For week 4 of TED2020, leaders in international development, history, architecture and public policy explored how we might rebuild during the COVID-19 pandemic and the ongoing protests against racial injustice in the United States. Below, a recap of their insights.
Achim Steiner, head of the United National Development Programme
Big idea: The public and private sectors must work together to rebuild communities and economies from the COVID-19 pandemic.
Why? When the coronavirus hit, many governments and organizations were unprepared and ill-equipped to respond effectively, says Achim Steiner. He details the ways the UNDP is partnering with both private companies and state governments to help developing countries rebuild, including delivering medicine and supplies, setting up Zoom accounts for governing bodies and building virus tracking systems. Now that countries are beginning to think broadly about life after COVID-19, Steiner says that widespread disenchantment with the state is leading people to question the future of society. They’re rethinking the relationship between the state and its citizens, the role of the private sector and the definition of a public good. He believes that CEOs and business leaders need to step forward and forge alliances with the public sector in order to address societal inequalities and shape the future of economies. “It is not that the state regulates all the problems and the private sector is essentially best off if it can just focus on its own shareholders or entrepreneurial success,” he says. “We need both.”
Ibram X. Kendi, Author and historian
Big idea: To create a more just society, we need to make antiracism part of our everyday lives.
How? There is no such thing as being “not racist,” says Ibram X. Kendi. He explains that an idea, behavior or policy is either racist (suggesting that any racial group is superior or inferior in any way) or antiracist (suggesting that the racial groups are equals in all their apparent differences). In this sense, “racist” isn’t a fixed identity — a bad, evil person — but rather a descriptive term, highlighting what someone is doing in a particular moment. Anyone can be racist or antiracist; the difference is found in how we choose to see ourselves and others. Antiracism is vulnerable work, Kendi says, and it requires persistent self-awareness, self-examination and self-criticism, grounded in a willingness to concede your privileges and admit when you’re wrong. As we learn to more clearly recognize, take responsibility for and reject prejudices in our public policies, workplaces and personal beliefs, we can actively use this awareness to uproot injustice and inequality in the world — and replace it with love. “The heartbeat of racism itself has always been denial,” he says. “The heartbeat of antiracism is confession.” Watch the full discussion on TED.com.
Aaron Maniam, Poet and policymaker
Big idea: By crafting a range of imaginative, interlocking metaphors, we can better understand COVID-19, its real-time impacts and how the pandemic continues to change our world.

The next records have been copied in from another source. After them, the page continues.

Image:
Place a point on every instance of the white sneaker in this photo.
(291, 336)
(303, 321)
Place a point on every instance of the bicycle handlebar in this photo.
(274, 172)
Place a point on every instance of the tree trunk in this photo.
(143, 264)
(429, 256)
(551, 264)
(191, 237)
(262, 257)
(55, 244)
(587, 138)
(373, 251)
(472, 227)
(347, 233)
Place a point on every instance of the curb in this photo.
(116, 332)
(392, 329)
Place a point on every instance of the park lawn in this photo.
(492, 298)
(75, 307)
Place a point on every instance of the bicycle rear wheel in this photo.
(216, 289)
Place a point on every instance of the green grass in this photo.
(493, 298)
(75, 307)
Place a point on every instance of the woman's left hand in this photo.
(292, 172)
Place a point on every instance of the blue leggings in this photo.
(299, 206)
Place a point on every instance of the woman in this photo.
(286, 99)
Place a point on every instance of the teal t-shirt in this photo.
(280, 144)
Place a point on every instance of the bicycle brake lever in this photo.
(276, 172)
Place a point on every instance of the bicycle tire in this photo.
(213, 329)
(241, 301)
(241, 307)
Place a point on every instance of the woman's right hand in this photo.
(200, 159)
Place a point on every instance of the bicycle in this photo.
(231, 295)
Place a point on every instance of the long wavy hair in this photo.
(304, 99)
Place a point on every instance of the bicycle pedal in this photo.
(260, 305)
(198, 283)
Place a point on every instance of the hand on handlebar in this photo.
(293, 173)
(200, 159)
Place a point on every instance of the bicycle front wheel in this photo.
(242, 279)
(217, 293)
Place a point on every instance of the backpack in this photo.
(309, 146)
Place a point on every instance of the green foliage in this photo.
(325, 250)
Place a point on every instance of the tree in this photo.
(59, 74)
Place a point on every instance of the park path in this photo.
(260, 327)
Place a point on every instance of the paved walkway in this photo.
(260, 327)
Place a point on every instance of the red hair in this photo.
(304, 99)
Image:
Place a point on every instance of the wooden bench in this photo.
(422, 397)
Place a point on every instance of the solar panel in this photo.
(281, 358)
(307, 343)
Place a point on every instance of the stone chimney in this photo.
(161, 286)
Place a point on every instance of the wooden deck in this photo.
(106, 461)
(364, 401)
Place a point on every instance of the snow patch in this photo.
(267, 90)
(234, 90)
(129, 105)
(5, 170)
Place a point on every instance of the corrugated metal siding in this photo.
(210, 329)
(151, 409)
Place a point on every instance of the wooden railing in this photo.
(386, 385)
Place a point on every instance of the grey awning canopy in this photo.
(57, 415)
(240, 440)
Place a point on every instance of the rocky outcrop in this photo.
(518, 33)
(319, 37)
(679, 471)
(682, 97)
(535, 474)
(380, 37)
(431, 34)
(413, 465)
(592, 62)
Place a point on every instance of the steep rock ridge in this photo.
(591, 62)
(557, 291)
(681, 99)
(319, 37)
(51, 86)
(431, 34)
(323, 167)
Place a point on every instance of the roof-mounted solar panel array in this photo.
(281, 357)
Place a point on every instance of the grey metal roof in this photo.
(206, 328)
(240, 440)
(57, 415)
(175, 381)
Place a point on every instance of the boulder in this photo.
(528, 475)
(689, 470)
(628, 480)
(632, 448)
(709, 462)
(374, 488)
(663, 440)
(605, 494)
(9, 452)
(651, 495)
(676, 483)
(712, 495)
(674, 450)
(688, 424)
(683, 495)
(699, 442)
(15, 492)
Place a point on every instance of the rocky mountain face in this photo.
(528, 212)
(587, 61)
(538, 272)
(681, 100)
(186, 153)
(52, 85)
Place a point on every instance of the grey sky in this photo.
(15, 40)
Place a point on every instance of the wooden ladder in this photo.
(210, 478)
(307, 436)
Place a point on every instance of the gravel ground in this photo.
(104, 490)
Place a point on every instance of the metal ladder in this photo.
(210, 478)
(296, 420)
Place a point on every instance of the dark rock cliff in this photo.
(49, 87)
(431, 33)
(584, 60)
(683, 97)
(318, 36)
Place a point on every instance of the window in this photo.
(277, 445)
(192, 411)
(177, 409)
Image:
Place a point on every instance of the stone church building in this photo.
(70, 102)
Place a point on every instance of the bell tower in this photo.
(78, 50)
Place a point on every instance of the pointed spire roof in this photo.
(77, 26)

How? As a poet and a policymaker in Singapore, Maniam knows the importance of language to capture and evoke the state of the world — and to envision our future. As people across the world share their stories of the pandemic’s impact, a number of leading metaphors have emerged. In one lens, humanity has “declared war” on COVID-19 — but that angle erases any positive effects of the pandemic, like how many have been able to spend more time with loved ones. In another lens, COVID-19 has been a global “journey” — but that perspective can simplify the way class, race and location severely impact how people move through this time. Maniam offers another lens: that the pandemic has introduced a new, constantly evolving “ecology” to the world, irrevocably changing how we live on local, national and global levels. But even the ecology metaphor doesn’t quite encompass the entirety of this era, he admits. Maniam instead encourages us to examine and reflect on the pandemic across a number of angles, noting that none of these lenses, or any others, are mutually exclusive. Our individual and collective experiences of this unprecedented time deserve to be told and remembered in expansive, robust and inclusive ways. “Each of us is never going to have a monopoly on truth,” he says. “We have to value the diversity that others bring by recognizing their identity diversity … and their competent diversity — the importance of people coming from disciplines like engineering, history, public health, etc. — all contributing to a much richer understanding and totality of the situation we’re in.”

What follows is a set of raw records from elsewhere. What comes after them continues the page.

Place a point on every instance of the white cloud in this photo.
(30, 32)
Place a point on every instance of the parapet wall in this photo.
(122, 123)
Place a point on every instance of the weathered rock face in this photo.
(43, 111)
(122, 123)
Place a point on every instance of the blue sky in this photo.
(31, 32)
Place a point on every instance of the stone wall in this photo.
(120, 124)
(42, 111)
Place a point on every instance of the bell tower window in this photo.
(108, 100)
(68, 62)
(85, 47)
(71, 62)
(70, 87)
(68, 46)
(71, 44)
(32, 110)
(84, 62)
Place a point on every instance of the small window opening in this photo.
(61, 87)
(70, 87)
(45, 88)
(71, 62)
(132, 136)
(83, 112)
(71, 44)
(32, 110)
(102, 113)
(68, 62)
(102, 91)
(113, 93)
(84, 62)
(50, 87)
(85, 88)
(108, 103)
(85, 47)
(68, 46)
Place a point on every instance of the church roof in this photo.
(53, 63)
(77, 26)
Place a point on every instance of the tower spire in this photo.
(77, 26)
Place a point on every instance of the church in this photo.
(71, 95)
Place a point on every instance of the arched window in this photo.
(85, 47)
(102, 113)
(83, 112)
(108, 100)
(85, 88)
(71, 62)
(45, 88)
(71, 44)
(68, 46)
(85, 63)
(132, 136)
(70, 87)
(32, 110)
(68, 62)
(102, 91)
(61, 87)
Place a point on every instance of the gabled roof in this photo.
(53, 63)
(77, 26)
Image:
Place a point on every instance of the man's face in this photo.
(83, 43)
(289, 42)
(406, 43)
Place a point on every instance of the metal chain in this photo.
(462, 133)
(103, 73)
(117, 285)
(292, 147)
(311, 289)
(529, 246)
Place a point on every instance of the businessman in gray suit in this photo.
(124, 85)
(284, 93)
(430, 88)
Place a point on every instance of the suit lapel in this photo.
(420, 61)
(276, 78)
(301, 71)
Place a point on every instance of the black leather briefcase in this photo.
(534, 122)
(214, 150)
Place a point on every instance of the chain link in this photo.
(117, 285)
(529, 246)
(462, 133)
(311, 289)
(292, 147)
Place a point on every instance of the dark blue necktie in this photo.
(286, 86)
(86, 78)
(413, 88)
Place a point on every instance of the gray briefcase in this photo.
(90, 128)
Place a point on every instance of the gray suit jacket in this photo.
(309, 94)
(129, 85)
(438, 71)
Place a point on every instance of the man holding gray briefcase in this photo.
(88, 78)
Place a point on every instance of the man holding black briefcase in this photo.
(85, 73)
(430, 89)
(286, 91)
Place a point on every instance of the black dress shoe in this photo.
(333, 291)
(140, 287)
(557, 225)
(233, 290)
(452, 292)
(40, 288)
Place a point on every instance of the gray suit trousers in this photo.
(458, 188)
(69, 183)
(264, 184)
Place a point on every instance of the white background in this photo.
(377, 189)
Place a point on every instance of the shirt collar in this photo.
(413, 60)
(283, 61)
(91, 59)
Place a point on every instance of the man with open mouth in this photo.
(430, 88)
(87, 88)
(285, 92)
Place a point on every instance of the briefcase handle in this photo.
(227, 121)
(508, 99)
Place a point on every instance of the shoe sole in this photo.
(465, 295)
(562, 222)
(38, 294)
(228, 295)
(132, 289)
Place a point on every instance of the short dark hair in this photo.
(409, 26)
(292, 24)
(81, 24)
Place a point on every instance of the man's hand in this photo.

Vishaan Chakrabarti, Architect
Big idea: Cities are facing a crisis of inequity and a crisis in health. To recover and heal, we need to plan our urban areas around inclusion and equality.

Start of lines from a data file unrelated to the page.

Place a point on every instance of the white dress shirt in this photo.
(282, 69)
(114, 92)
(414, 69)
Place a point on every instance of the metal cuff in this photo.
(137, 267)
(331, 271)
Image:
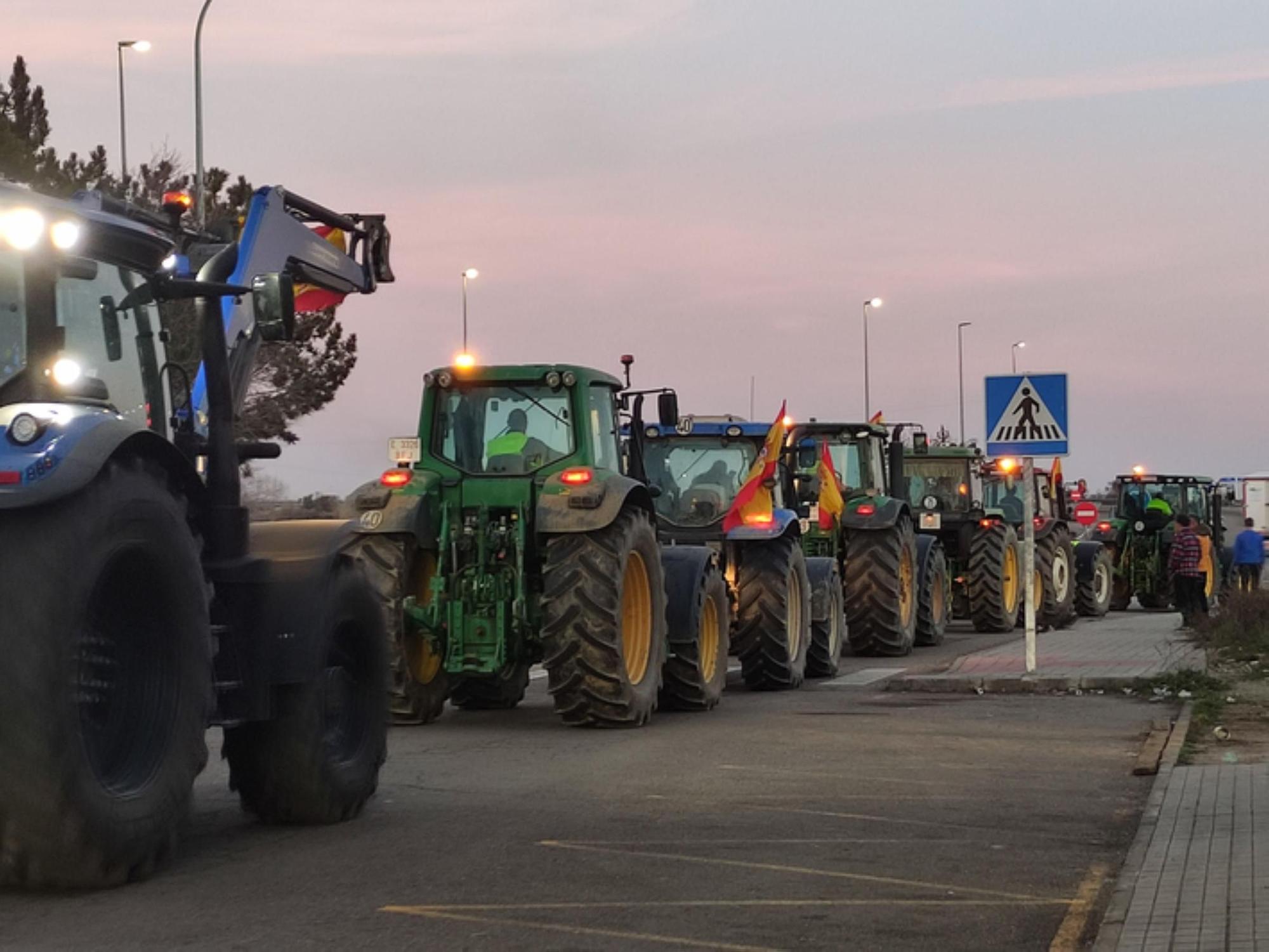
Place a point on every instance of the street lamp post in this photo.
(141, 46)
(468, 276)
(960, 363)
(870, 303)
(200, 204)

How? In order to implement a new urban agenda rooted in equity, Vishaan Chakrabarti says that we need to consider three components: affordable housing and accessible health care; sustainable urban mobility; and attainable social and cultural resources. Chakrabarti shatters the false narrative of having to choose between an impoverished city or a prosperous one, instead envisioning one whose urban fabric is diverse with reformed housing policies and budgets. “Housing is health,” he says. “You cannot have a healthy society if people are under housing stress or have homelessness.” With a third of public space dedicated to private cars in many cities, Chakrabarti points to the massive opportunity we have to dedicate more space to socially distanced ways to commute and ecologically conscious modes of transportation, like walking or biking. We will need to go directly to communities and ask what their needs are to build inclusive, eco-friendly and scalable solutions. “We need a new narrative of generosity, not austerity,” he says.